Focus is key in increasing black ownership 

Creating new businesses such as pioneers of black business  Dr Sam Motsuenyane and Richard Maponya of Maponya Mall did in the 1960s,  requires black people to foremostly think about themselves first, according to Professor Bonang Mohale. 

The chair of the Bidvest Group, in an interview with Sunday World, said that black business leaders should refrain from placing their future in the hands of others. 

Mohale, who also chairs boards of the ArcelorMittal and SBV Service, and is also the chancellor of the University of Free State,  said business success was all in “our hands to create our own new world”. 


“[We need] to be cognisant of the fact that political freedom is meaningless if we are not going to fundamentally transform the economic system that excluded black people from the economic mainstream and main streets.” 

Turning to education, Mohale bemoaned the fact that as a country, SA has missed opportunities by failing to be more focused on the project of fully liberating ourselves from the yoke of apartheid slavery. 
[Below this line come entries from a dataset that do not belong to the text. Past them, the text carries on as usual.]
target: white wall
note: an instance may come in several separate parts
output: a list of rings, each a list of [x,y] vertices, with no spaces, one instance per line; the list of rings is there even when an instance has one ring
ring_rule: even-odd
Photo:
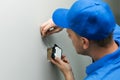
[[[0,80],[63,80],[46,59],[39,26],[58,7],[74,0],[0,0]],[[68,56],[76,80],[85,77],[90,58],[78,56],[65,31],[48,38]]]

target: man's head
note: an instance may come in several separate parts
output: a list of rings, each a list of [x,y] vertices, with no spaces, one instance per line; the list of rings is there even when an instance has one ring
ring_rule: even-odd
[[[57,26],[96,43],[106,42],[116,26],[112,11],[102,0],[78,0],[70,9],[57,9],[52,18]]]

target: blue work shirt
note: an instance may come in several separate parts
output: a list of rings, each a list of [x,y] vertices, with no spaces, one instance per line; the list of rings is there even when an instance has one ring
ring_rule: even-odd
[[[116,25],[113,38],[118,44],[118,49],[86,68],[85,80],[120,80],[120,27]]]

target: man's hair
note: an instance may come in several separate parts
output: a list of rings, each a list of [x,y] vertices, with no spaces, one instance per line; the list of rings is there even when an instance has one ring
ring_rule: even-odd
[[[112,38],[113,38],[113,33],[111,33],[107,38],[103,40],[94,40],[94,42],[100,47],[107,47],[107,45],[111,43]]]

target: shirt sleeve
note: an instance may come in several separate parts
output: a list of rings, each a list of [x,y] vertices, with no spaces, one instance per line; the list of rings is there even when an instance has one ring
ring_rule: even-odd
[[[115,30],[113,32],[113,39],[118,43],[120,46],[120,26],[116,24]]]

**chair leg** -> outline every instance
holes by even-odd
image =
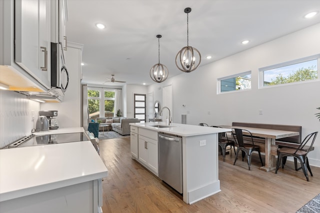
[[[261,165],[262,166],[264,166],[264,163],[262,162],[262,158],[261,158],[261,153],[260,151],[258,151],[258,153],[259,154],[259,158],[260,158],[260,161],[261,162]]]
[[[296,159],[298,160],[301,163],[301,167],[302,167],[302,170],[304,171],[304,176],[306,176],[306,181],[309,181],[308,169],[306,168],[306,160],[304,156],[298,156]]]
[[[278,172],[278,170],[279,169],[279,167],[280,166],[280,164],[281,163],[281,160],[282,158],[282,155],[281,153],[279,154],[278,155],[278,160],[276,162],[276,172],[274,173],[276,174]],[[283,160],[282,160],[282,166],[283,166]]]
[[[249,170],[250,170],[250,166],[251,166],[250,165],[250,164],[251,164],[251,154],[248,154],[247,156],[246,156],[246,158],[247,158],[247,159],[248,160],[248,167],[249,167]]]
[[[246,156],[246,153],[244,151],[242,150],[242,161],[244,161],[244,156]]]
[[[308,170],[310,172],[310,175],[313,176],[314,175],[312,174],[312,172],[311,172],[311,168],[310,168],[310,165],[309,165],[309,160],[308,159],[308,157],[306,157],[306,167],[308,168]]]
[[[282,168],[284,168],[284,165],[286,164],[286,156],[284,156],[282,159]]]
[[[238,158],[238,155],[239,154],[239,152],[240,151],[240,149],[238,148],[236,150],[236,158],[234,158],[234,165],[236,164],[236,159]]]
[[[222,157],[224,158],[224,162],[226,160],[226,146],[224,146],[223,147],[222,147],[222,149],[221,149],[221,152],[222,152]]]

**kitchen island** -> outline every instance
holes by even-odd
[[[185,203],[192,204],[221,191],[218,133],[231,130],[178,123],[168,126],[165,122],[130,125],[132,158],[157,176],[158,132],[182,138],[182,196]]]
[[[90,141],[0,150],[0,212],[98,213],[108,172]]]

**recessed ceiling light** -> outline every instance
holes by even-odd
[[[106,26],[104,26],[104,24],[101,23],[97,23],[96,24],[96,27],[99,29],[104,29],[104,28],[106,28]]]
[[[7,85],[2,84],[1,83],[0,83],[0,89],[8,90],[9,89],[9,86]]]
[[[314,12],[309,12],[306,15],[304,15],[304,17],[306,18],[310,18],[314,17],[314,15],[316,15],[318,13],[318,11],[314,11]]]

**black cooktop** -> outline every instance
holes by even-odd
[[[31,135],[12,143],[8,146],[8,148],[76,142],[90,140],[84,132],[36,136]]]

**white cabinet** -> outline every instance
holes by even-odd
[[[132,158],[138,159],[138,128],[130,126],[130,149]]]
[[[54,43],[61,43],[64,55],[67,49],[67,38],[66,25],[68,20],[66,0],[52,0],[51,33],[52,41]]]
[[[138,142],[138,161],[158,175],[158,141],[139,135]]]
[[[138,135],[136,133],[130,133],[130,149],[132,159],[138,159]]]
[[[15,12],[15,61],[50,89],[50,1],[16,0]]]

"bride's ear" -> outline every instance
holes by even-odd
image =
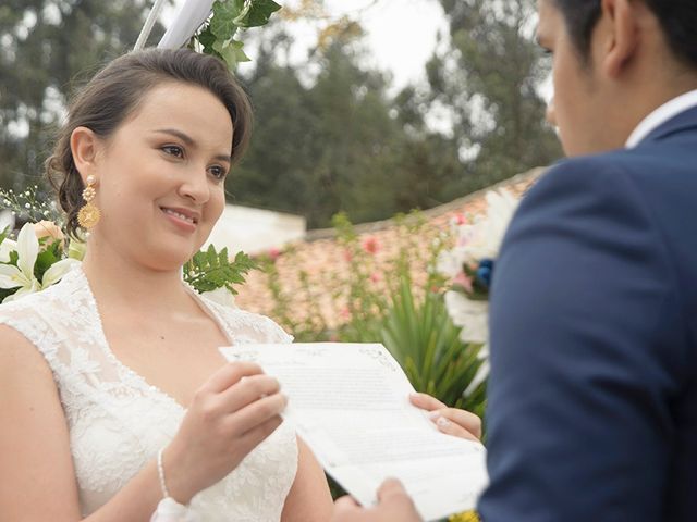
[[[83,183],[87,176],[97,175],[98,152],[101,140],[94,130],[87,127],[76,127],[70,136],[70,149],[73,162]]]

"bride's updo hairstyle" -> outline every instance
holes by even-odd
[[[252,108],[246,94],[220,60],[188,49],[146,49],[120,57],[76,94],[53,154],[46,163],[48,178],[66,213],[71,236],[78,236],[77,212],[84,204],[85,188],[70,147],[73,130],[87,127],[108,139],[138,110],[152,88],[171,82],[199,86],[216,96],[232,119],[233,162],[244,153],[252,130]]]

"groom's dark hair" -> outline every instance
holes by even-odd
[[[659,20],[675,58],[697,69],[697,0],[641,0]],[[576,50],[589,59],[592,30],[600,20],[600,0],[553,0],[562,12]]]

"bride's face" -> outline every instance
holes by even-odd
[[[232,133],[209,91],[182,83],[150,90],[98,154],[95,243],[156,270],[186,262],[224,208]]]

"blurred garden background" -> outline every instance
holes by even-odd
[[[543,117],[550,63],[534,41],[535,0],[280,3],[268,27],[243,35],[252,61],[237,71],[256,125],[227,190],[248,211],[228,214],[216,237],[259,270],[236,302],[298,340],[381,341],[417,389],[481,414],[486,382],[473,380],[485,343],[453,322],[444,295],[454,282],[438,266],[458,227],[486,215],[488,188],[518,197],[561,157]],[[1,188],[36,185],[39,199],[51,197],[42,163],[71,92],[133,48],[150,7],[2,1]],[[415,26],[402,53],[392,42],[401,63],[420,50],[421,74],[405,76],[375,59],[376,34],[419,9],[440,22]],[[234,226],[257,243],[235,244],[225,234]]]

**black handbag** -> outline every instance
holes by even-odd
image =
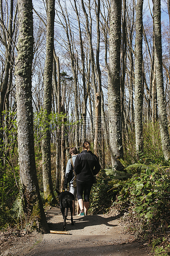
[[[72,158],[70,158],[70,160],[71,164],[73,168],[73,171],[74,174],[75,175],[75,177],[74,177],[74,180],[73,180],[73,187],[74,188],[75,188],[75,190],[77,190],[77,175],[76,175],[75,172],[75,170],[74,170],[74,164],[73,164],[73,162],[72,161]]]
[[[86,160],[87,160],[87,162],[88,162],[88,165],[89,165],[89,167],[90,167],[90,170],[91,170],[91,173],[92,173],[92,175],[93,175],[93,184],[94,184],[94,183],[97,183],[97,179],[96,179],[96,177],[95,177],[95,176],[94,176],[94,174],[93,174],[93,173],[92,170],[91,170],[91,167],[90,167],[90,165],[89,163],[89,162],[88,162],[88,159],[87,159],[87,157],[86,157],[86,154],[85,154],[85,153],[84,153],[84,152],[83,152],[83,154],[84,154],[84,155],[85,155],[85,156],[86,156]]]

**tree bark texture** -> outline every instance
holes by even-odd
[[[121,45],[121,0],[112,0],[110,19],[108,111],[110,150],[113,168],[117,170],[122,170],[122,166],[119,161],[119,158],[123,157],[120,78]]]
[[[137,159],[143,152],[142,126],[142,9],[143,0],[138,0],[136,5],[135,51],[135,126]]]
[[[16,74],[19,161],[24,201],[28,222],[33,206],[39,216],[40,229],[49,232],[37,177],[34,153],[31,75],[33,36],[31,0],[18,0],[19,38]]]
[[[46,56],[44,73],[44,130],[42,142],[42,171],[44,199],[54,203],[56,199],[52,183],[51,163],[51,133],[49,115],[51,111],[53,63],[54,0],[47,1]]]
[[[153,0],[153,2],[155,36],[156,81],[159,126],[163,154],[165,159],[168,160],[170,158],[170,143],[163,88],[161,23],[161,0]]]

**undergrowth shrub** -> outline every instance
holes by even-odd
[[[170,230],[170,169],[150,162],[128,167],[136,168],[135,173],[126,180],[114,205],[127,212],[126,220],[132,227],[145,234],[153,231],[163,233]],[[138,171],[139,173],[139,171]],[[114,189],[114,187],[113,189]]]
[[[0,229],[7,227],[13,222],[9,213],[19,190],[16,186],[13,171],[8,166],[2,170],[0,180]],[[14,170],[17,181],[19,180],[18,168]]]
[[[111,175],[107,175],[105,170],[100,171],[97,177],[97,183],[93,184],[90,197],[89,211],[93,214],[107,212],[113,201],[116,193],[112,190]]]

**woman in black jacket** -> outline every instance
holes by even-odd
[[[93,175],[97,174],[100,169],[98,158],[90,151],[90,143],[88,141],[84,142],[83,149],[77,157],[74,168],[77,174],[77,199],[81,210],[78,216],[80,216],[87,214]]]

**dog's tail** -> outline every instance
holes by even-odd
[[[75,197],[74,195],[70,192],[69,194],[65,195],[65,198],[69,201],[72,201],[73,200],[75,200]]]

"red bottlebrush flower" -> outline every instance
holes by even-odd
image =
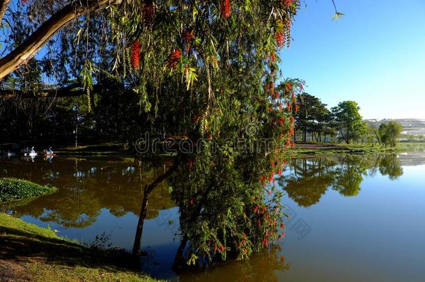
[[[279,95],[279,92],[276,91],[275,92],[275,99],[277,100],[279,99],[280,97]]]
[[[132,44],[130,52],[131,65],[133,68],[140,67],[140,42],[136,40]]]
[[[281,48],[285,45],[285,35],[283,32],[277,32],[275,34],[275,39],[276,40],[276,45],[279,48]]]
[[[288,139],[285,143],[285,147],[288,148],[291,146],[291,139]]]
[[[291,6],[291,4],[292,3],[293,0],[284,0],[284,6],[285,6],[285,8],[288,8]]]
[[[275,94],[275,82],[270,82],[270,96],[273,97]]]
[[[194,121],[194,123],[197,123],[198,121],[199,121],[200,119],[201,119],[200,116],[195,116],[193,118],[192,118],[192,120]]]
[[[145,0],[141,5],[143,19],[146,26],[150,26],[153,22],[153,3],[152,0]]]
[[[230,17],[230,15],[231,14],[231,10],[230,8],[230,0],[222,0],[220,10],[222,12],[222,16],[223,16],[225,19]]]
[[[195,33],[192,29],[185,29],[185,31],[183,31],[183,37],[185,38],[185,42],[186,42],[186,43],[190,43],[195,38]]]
[[[185,29],[183,31],[183,37],[185,38],[185,42],[186,42],[186,53],[189,53],[190,50],[190,42],[195,38],[195,34],[192,29]]]
[[[292,109],[292,104],[291,104],[291,102],[288,102],[286,106],[288,107],[288,111],[291,111],[291,109]]]
[[[179,49],[176,49],[173,51],[168,56],[168,66],[169,68],[174,68],[177,66],[177,62],[180,61],[181,55],[181,51]]]
[[[270,175],[268,177],[268,182],[271,182],[272,181],[273,181],[273,173],[270,174]]]

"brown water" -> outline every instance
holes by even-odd
[[[178,209],[167,183],[150,196],[142,267],[158,278],[190,281],[424,281],[425,155],[293,160],[279,184],[291,215],[279,248],[178,277]],[[51,184],[57,193],[3,207],[24,220],[88,243],[105,234],[131,249],[141,188],[162,169],[131,159],[36,158],[0,161],[0,177]]]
“To address the fact that we are the only African country that became free from colonial colonialism and did not exponentially increase the education levels of our people and increase, by at least double digits, the ownership of the economy by our people [was regrettable].” 

Mohale continued: “We must build our own businesses and hire our own children. It is madness to continue to make babies and then send them to a different neighbourhood for them to go down on their knees and ask someone else for a job. 

“One of the key low-hanging fruits to address both youth unemployment and the township economy is tourism. [Tourism]  is the biggest foreign currency earner for most countries.  

“It has the potential to provide both oversized and outsized employment, especially for the youth. It has tangible benefits as most of both the labour and products can be provided by and sourced from the local community, often without the need for public transport. 


“Treated well and engaged, the same community will protect the entire tourism and hospitality value chain.” 

Mohale said Soweto has a population that is bigger than that of Southern African Customs Union economic bloc of Namibia, Botswana, Lesotho and Eswatini, and yet does not have any Original Equipment Manufacturer approved car body repair workshop. 

“It is not sustainable that our understanding of the township economy is a bus full of tourists who come to have lunch at Wandie’s or Sakhumzi’s restaurants to spend less than R500 per plate, only to go back to Sandton and spend R5 000 per night for hotel accommodation for a month.” 

On shopping malls and the failure by black authorities to capitalise and take advantage of their existence in the townships, Mohale said:  “We knew when we granted large shopping malls licences to build in the townships that the casualties are going to be township shop  
owners. And yet did not originally insist on these malls to be owned by the same shop owners that are going to be decimated. We still allow ordinary bread to be delivered at about 4am in the townships and thereby destroying the township entrepreneurs who used to supply this freshly baked bread,” said Mohale.   

On the South African Reserve Bank as it considers disposing some of its equities, Mohale said: “Now as the South African Reserve Bank ponders the well-anticipated disposal of its equity, an opportunity exists to sell back the African Bank to its original black founders.” 

He said that would allow the bank to refocus on its original mandate to empower blacks as owners in the banking sectors. 

“It provides a unique opportunity to revisit a long-standing question of transformation in the financial services in general,  and banking sector in particular. It  
also provides opportunities for bringing the often-neglected groups such as stokvels, burial societies, rural and community based investment associations into the main stream economy, the target market of the bank.”